After he left, Katya leaned in and asked me what he’d said. She looked shocked when I relayed the message.
“I thought maybe he’d insulted you,” she remarked, “just going by the look on your face.”
“Really?”
“What’s going on with you?” she asked. “You’re single again! Where’s the old Anaiis? The girl that would get up on that stage and strip because it was fun? The girl with the guys tripping over themselves to talk to her? The one who could drag them along with a word? Is she still in there? Come out, tigress. You’re still in there. I know you are.”
Suddenly, my marriage flashed before my eyes: throwing out all the outfits that I didn’t think were appropriate, stifling all the desires that were incongruous with those of my husband. I called it “growing up”—but was it growing up, or disconnecting with my body? When was the last time my body had reacted with the intensity of that tigress I once knew?
I reached back in time.
My husband and I had had a fight. Somewhere, we’d made a tradition of making up—we’d drive to Laguna Beach and listen to a live band or see art, things I really liked. That night, I was feeling particularly frisky, and had been running my foot up and down his leg under the table.

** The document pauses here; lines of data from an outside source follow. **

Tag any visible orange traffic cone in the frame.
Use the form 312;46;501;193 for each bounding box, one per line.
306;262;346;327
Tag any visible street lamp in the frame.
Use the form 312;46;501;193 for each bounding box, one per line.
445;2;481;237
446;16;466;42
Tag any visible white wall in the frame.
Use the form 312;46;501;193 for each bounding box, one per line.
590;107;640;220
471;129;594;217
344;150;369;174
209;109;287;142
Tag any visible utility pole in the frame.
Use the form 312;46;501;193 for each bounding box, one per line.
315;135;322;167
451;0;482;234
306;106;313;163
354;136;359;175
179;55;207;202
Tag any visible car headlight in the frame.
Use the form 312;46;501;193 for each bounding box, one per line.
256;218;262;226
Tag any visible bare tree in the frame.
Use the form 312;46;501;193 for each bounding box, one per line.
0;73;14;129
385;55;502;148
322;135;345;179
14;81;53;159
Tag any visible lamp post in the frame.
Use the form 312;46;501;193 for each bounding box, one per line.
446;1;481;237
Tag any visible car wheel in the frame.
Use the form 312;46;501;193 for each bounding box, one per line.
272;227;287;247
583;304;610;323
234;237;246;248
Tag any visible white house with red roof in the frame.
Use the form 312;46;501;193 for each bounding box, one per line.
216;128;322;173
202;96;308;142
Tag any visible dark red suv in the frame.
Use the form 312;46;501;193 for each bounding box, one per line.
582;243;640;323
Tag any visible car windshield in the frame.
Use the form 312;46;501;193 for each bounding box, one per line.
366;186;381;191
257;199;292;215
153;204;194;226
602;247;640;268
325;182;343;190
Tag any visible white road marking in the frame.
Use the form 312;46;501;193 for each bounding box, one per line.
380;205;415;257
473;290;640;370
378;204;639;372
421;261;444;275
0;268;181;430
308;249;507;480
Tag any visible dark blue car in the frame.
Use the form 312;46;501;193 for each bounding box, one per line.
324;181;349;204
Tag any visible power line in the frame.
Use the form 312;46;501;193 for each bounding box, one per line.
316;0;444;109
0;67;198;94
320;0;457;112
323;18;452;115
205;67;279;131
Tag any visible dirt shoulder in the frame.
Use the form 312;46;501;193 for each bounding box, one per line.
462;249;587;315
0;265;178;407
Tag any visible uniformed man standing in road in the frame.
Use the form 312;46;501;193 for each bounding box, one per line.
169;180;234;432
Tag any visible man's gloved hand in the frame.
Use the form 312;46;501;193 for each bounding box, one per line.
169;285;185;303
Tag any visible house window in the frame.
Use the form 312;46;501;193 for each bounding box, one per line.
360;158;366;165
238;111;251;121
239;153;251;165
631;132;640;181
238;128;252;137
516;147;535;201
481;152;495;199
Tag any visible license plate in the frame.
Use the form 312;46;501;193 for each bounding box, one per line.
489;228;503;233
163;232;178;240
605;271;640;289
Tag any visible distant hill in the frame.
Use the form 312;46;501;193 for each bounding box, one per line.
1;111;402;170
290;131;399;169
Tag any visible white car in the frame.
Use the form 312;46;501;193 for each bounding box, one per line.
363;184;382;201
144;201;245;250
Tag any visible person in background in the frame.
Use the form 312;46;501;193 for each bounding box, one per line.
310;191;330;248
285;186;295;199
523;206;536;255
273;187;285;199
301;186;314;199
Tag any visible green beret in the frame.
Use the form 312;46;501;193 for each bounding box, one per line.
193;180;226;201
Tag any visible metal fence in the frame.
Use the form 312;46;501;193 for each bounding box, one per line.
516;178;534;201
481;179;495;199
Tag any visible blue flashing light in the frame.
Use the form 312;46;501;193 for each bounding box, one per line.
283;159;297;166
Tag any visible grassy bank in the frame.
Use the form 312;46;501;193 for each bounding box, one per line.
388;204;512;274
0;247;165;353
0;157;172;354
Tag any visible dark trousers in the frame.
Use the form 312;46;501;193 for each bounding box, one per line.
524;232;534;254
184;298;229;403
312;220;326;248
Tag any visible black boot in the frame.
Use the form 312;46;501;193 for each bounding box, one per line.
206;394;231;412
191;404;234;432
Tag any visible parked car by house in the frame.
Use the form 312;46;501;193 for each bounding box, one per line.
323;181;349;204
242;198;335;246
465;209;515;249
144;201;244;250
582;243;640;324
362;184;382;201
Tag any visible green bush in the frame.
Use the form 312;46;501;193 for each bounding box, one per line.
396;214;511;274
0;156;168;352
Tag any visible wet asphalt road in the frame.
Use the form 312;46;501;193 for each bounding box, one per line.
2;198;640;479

“Anastasia!” he said, removing my foot from his crotch.
“Mmm?” I giggled.
“This isn’t appropriate.”
I shot him a questioning look, “we’re in a dark restaurant and we don’t know anyone here anyway. What’s a little fun?”
“It makes me uncomfortable.”
“This from the king of public displays of affection?” I smiled. “Ease up.”
“It’s embarrassing,” he said.
“Fine,” I replied, and elbowed the cream that had been brought for my coffee right off the table.
A waiter hurried over.
“Oops,” I said, smiling. I could feel my husband glaring at me. “I am so sorry. I’m just not the kind of girl you should take to dinner. I do such embarrassing things.”
The waiter smiled and assured me it wasn’t a problem.
My husband half-apologized, half-berated me after the waiter had gone.
“It’s fine,” I said.
But it wasn’t. Later, my husband asked me if I wanted to take a stroll on the beach. Walking along with the cool sand at my feet and the moon high above us, I forgot myself again.
“You know what I want to do right now?” I asked him.
“What?”
“I want to fuck… in that lighthouse.”
He looked at it briefly, then turned back to me and said, plainly, “you’re demented.”
Love is stronger than reason. Love is stronger than desires. So he didn’t want to get down in a lighthouse. Big deal. It’s not as though we never had sex, I reasoned. Even if we generally only did the things he liked because he wasn’t into my “acrobatics.” I put these things away in the name of compromise. That’s marriage: compromise.
But little by little, I compromised everything about my body. I shut away my desires, I locked up my acrobatics, I erected a wall between my mind and my skin.
So there, in Las Vegas, amidst an orgy of pleasure and desire, I tried to call out for my body, but found I no longer knew how.
On the computer, when you lose your wi-fi signal, you can repair your connection. How do you repair your connection IRL?